Key Ideas in Image Analysis and Vision

This page summarizes some key ideas about image analysis and vision that form the basis of our research at UNC. This should serve well as an introduction to our research philosophy and approaches.

We seek to understand vision as a unified, comprehensible process with solid mathematical and computational foundations.
We reject the notion that vision is a collection of ad hoc hacks ("God is a hacker") and that therefore no sensible, unified understanding of vision is possible.
We solve image analysis problems from various disciplines both to contribute to the scientific enterprise of our application clients and to sharpen our methods and techniques.
By working with researchers in other disciplines, our research progress can be judged by critical outsiders, not just by how we feel about our results.

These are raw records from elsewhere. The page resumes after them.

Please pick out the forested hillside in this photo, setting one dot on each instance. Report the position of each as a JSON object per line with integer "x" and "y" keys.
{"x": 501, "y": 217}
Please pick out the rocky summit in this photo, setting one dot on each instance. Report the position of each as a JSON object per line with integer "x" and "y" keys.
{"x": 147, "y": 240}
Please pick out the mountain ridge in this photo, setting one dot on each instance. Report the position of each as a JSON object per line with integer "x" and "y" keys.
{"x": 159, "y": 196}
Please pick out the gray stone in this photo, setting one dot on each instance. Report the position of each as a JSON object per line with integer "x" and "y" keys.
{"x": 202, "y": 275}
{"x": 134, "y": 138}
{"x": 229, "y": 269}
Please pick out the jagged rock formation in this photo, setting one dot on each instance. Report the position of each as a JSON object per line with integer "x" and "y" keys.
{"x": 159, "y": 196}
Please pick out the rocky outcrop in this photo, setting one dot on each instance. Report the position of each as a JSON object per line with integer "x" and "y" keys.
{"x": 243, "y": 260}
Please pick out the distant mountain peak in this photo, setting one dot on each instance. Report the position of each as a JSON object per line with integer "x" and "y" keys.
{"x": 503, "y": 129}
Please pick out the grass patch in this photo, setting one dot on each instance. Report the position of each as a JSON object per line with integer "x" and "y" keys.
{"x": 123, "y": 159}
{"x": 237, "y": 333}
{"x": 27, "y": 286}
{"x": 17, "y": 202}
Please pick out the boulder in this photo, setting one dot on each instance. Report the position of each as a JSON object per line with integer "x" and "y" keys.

This keeps us focused on substantive issues and not on esoterica of interest only to ourselves. For example, if 3 mm accuracy in locating an object in an image is sufficient for an application, the push for 0.5 mm accuracy, which will be an expensive, difficult enterprise, must be justified by other criteria or applications.
Methods that do not generate new insights about the nature of vision must justify themselves by their immediate utility for applications.
We do not try to generate new methods to solve each particular image analysis problem, but rather to customize a few basic, powerful models and methods to fit the application at hand. That way, the solution to each new problem strengthens our insights about our broader models of vision.

The power of our image analysis research for applications comes from our goal of being able to customize an abstractly-defined "visual system" to meet the needs of specific applications. An effective way to characterize our research programs is to say that we are developing languages for describing image analysis problems in which the description of a problem contains the keys to its solution. Thus, the ability to effectively describe an image analysis task is central to our efforts.

There are a few general principles that underlie our approach to image analysis research:

Multiscale analysis is essential to vision, not only because objects can appear at different scales and a single object may exist across multiple scales, but also because the act of dispersing image information through scale is a powerful analysis method (spectroscopy) on its own merits.

Geometric analysis is essential to vision since it is the geometric stucture of an image (its spatial scale and derivative structure) that conveys the image content.

Statistical methods are essential to vision to account for the variability in the appearance of objects, which derives from the variability of semantically similar objects in the real world.

Much of the geometric analysis of an image needs to preceed the extraction of symbolic or iconic descriptions of the image. Thus, we compute extensive geometric measurements having continuous values (Taylor series, "boundariness", "medialness", texture) before we iconify any representation of content (boundary, medial, or landmark location, texture class, etc.).

Edges are not an adequate foundation for vision. Associating a mathematical edge with an object boundary is completely unjustified: edges can exist at locations other than boundaries and some visible boundaries between objects lack edges.

An effective, compact, and rich description of object shape consists of a small number of medial loci with associated boundary loci.